ATP and Lipid Assays
The ATP content of noninfected and Chlamydia-infected cells were determined using the ATP Colorimetric/Fluorometric Assay Kit (Bio Vision, Milpitas, CA) according manufacturer’s instruction. Briefly, cells were lysed in appropriate buffer and deproteinized. Lysed cells were centrifuged at 12 × g for 20 min and the supernatant was mixed with glycerol containing reagents to generate a product that was quantified using SPECTRAmax PLUS384 (Sunnyvale, CA).

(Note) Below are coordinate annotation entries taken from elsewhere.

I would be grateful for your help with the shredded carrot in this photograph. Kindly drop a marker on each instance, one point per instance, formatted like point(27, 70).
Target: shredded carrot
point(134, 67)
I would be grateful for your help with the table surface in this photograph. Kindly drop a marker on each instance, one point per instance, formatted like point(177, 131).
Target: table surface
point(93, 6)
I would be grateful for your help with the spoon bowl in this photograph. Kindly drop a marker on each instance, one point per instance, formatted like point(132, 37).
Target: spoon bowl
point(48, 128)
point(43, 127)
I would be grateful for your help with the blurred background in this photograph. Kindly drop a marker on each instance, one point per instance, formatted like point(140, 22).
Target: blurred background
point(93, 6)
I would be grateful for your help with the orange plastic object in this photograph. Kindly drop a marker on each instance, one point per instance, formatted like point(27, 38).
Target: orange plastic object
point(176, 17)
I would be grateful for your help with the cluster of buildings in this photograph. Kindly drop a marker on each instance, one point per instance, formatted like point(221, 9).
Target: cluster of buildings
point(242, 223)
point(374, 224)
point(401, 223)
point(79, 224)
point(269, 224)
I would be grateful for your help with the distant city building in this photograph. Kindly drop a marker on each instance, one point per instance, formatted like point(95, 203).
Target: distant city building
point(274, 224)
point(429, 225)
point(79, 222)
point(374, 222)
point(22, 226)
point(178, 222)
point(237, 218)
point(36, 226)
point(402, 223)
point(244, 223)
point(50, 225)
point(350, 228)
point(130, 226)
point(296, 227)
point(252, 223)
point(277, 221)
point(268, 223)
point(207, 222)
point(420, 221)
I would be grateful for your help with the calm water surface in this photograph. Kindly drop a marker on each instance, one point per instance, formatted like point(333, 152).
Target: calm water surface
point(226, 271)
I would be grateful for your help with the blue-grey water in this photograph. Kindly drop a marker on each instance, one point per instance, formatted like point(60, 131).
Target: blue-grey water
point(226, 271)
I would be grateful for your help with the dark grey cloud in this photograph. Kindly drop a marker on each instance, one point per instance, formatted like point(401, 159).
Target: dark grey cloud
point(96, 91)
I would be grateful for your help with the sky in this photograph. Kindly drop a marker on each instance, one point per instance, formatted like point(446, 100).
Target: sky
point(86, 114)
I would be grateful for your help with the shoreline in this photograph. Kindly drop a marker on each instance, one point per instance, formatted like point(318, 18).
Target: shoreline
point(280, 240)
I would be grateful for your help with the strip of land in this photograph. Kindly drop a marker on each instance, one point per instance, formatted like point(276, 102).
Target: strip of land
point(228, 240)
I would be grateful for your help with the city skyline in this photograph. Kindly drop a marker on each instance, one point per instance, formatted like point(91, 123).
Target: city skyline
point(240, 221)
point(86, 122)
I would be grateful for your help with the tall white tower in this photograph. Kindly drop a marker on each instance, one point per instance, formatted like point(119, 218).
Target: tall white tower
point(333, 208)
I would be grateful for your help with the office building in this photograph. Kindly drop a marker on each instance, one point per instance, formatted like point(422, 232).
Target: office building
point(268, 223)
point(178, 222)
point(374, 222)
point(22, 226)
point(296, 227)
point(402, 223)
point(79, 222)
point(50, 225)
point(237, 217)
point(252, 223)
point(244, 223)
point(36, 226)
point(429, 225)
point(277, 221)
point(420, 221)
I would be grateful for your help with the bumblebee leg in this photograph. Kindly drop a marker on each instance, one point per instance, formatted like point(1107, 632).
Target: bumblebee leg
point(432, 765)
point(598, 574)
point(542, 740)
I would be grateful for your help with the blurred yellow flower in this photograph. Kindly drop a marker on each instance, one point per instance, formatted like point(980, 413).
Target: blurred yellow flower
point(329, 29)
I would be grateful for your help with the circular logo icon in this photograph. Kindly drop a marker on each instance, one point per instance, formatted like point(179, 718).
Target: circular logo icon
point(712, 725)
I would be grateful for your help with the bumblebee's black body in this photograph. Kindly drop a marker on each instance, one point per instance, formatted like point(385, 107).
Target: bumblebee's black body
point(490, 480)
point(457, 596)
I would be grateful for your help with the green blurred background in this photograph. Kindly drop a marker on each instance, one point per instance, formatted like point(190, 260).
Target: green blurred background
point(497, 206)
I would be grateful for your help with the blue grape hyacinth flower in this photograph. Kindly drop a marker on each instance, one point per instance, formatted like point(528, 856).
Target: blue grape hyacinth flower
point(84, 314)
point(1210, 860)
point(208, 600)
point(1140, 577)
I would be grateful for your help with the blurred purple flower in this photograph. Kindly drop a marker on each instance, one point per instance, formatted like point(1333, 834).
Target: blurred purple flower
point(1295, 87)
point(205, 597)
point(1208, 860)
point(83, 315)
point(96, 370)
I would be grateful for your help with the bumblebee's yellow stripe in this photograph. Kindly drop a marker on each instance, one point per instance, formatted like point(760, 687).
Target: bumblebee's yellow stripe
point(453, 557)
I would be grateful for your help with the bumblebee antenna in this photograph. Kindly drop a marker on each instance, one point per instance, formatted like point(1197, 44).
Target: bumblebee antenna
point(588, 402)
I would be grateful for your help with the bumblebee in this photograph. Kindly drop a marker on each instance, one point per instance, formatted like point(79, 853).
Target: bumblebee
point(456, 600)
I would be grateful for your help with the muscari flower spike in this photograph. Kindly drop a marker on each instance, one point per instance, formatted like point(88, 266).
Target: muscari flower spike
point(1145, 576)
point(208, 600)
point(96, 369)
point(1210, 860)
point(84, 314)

The lipid content of cell cultures were measured using Phospholipid Assay Kit (Sigma-Aldrich Co. LLC, St. Louis, MO) according to manufacturer’s instructions.
Statistical Analysis
Statistical analyses were performed with SigmaPlot software. The data derived from different experiments were analyzed and compared by performing a 1- or 2-tailed t test, and the relationship between different experimental groupings was assessed by analysis of variance. Statistical significance was judged at P < .05.
RESULTS
Induction of the Three Major Signaling Pathways of UPR During Chlamydial Infection
In our initial investigation of the possibility that Chlamydia may exploit UPR for its energy and nutrient requirements, we undertook rigorous experimental validations to establish that Chlamydia induces UPR. First, we measured the levels of activated IRE1α, PERK, and ATF6α representing the 3 major pathways of UPR following infection of the murine oviduct epithelial cells (C57epi) with C. muridarum (MoPn). Monolayers of the C57epi cells were infected with MoPn at different MOIs, and cultures were harvested at 24, 48, and 72 hours. Results presented in Figure 1A–C show the activation of PERK, IRE1α, and ATF6α at different times postinfection. The activation of UPR in infected cells occurred within 24 and 48 hours, the period of active replication and inclusion development.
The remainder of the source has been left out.